Any visitor to central Moscow in early twentieth century would have been overwhelmed by the quantity of small business advertisement plastered across buildings. Photo studios, rooms, glass-cutters, bakers and sellers of everything from seeds to dental equipment – their signs beckoned locals and visitors, many of them painted directly on the walls.
Few remnants of that economic activity survived. But some Muscovites today are trying to resurrect signs that have hidden beneath decades of paint, on buildings that are still standing. Meet the team of Remember Everything, a group of activists, preservationists and art restorers crowdfunding their way to the resurrection of several old signs around the Russian capital.
Over the past few years the group, coordinated by Natalia Tarnavskaya, has restored about a half-dozen signs from the first two decades of the 20th century, as well as other curious Moscow elements, bringing back the quirky character of the city of that era. We caught up with Natalia Tarnavskaya after her team completed its latest project, the sign of a former bakery.
RL: How do you find projects? Do you get tips from locals or historians?
NT: It's always some kind of magic. Whether the info is from spies, local historians, or ourselves, it's always by accident. You can't find these objects if you're looking, because even if a sign existed somewhere, the odds that it's still there beneath the paint is a fraction of a percent, and we can't just pick apart the whole city looking for them.
RL: What are the biggest obstacles in your work? Does bureaucracy get in the way?
NT: The main problem is greedy property owners and residents. Bureaucracy is nothing when compared with the belief of human beings that their comfort is the top priority. The rest of the problems are easy to overcome.

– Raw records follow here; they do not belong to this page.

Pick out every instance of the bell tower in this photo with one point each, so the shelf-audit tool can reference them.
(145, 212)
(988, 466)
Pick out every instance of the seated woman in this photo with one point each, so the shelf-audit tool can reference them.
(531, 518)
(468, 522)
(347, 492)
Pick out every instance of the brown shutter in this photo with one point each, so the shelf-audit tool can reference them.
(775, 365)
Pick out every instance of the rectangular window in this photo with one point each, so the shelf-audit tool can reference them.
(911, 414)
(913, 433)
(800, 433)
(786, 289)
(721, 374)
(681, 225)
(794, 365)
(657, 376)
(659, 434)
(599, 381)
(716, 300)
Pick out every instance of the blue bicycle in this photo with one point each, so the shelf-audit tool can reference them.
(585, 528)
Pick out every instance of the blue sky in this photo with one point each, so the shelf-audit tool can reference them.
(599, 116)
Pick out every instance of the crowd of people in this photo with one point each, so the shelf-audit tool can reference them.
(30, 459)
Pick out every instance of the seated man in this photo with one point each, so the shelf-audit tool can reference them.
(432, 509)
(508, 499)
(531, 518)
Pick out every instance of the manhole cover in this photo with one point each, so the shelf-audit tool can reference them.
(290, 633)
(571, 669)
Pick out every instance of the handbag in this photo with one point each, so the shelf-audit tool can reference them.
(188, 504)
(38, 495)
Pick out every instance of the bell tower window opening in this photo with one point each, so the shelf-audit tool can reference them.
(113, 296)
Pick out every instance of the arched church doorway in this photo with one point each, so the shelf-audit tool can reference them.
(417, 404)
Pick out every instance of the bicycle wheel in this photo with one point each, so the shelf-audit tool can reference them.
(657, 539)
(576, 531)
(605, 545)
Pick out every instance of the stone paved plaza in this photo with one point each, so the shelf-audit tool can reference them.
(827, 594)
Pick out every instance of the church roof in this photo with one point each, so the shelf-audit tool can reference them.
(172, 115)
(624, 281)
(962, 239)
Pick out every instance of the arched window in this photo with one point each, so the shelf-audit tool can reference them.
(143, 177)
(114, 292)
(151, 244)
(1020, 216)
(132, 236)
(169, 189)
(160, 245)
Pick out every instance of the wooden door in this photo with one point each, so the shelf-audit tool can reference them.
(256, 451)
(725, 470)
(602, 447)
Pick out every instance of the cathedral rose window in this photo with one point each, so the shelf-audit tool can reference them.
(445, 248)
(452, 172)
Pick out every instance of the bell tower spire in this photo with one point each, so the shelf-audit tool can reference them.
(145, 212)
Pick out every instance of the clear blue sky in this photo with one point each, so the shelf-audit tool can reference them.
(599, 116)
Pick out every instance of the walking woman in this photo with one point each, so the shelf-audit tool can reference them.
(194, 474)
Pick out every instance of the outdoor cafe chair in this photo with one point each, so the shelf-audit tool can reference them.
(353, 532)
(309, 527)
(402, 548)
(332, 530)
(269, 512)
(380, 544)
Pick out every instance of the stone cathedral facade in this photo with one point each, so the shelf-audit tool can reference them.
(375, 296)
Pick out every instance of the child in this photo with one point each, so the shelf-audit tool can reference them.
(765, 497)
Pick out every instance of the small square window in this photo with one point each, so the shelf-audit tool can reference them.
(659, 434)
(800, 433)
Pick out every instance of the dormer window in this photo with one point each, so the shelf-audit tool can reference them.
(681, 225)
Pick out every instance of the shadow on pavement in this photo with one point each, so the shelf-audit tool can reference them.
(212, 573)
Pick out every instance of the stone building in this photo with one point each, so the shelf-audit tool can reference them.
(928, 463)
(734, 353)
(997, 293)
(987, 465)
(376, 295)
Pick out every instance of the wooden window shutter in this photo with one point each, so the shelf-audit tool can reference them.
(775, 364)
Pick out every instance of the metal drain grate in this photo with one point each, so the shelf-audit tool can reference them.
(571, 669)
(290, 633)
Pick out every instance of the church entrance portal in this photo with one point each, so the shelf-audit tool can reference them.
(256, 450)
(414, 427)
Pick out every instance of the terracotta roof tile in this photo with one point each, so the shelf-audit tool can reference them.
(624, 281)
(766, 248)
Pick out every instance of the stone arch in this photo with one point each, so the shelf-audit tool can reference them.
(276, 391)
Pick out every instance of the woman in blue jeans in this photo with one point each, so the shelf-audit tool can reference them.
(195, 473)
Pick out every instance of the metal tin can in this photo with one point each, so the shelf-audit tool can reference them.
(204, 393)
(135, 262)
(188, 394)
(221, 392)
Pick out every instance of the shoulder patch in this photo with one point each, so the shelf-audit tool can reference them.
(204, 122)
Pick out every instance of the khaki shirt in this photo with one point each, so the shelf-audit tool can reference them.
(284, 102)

RL: How do you make sure that the building won't get knocked down, along with the sign, a couple of years after putting in all that work?
NT: We aren't guerrilla volunteers, our restoration is done with agreement of the Moscow culture department. The latest project is a house that's already under protection, and now the sign is simply added to what's protected, which means that you can't paint over it or obstruct it.
RL: Why do you think Moscow needs these signs?
NT: Moscow needs them as much as anything else. The signs are just there, like archaeological remains, and we have no right to question whether we need them or how to make them financially profitable. History is there and that's what makes it valuable, and if we don't like it, that's not history's problem, that's our problem. It means we need to be educated to have a taste for history, while tour guides need to learn how to talk about it in an interesting way.
In terms of the signs as a genre of tourist sight, of course they are more human-scale and understandable, because we also go to bakeries and shops now, and we can compare the signs of today and a century ago. That falls under the so-called history of daily life, which is popular now, and which presents national history at a smaller scale. Also, you don't need to have special education to interpret the signs, like you do with architecture. You can just look at the sign and feel the past.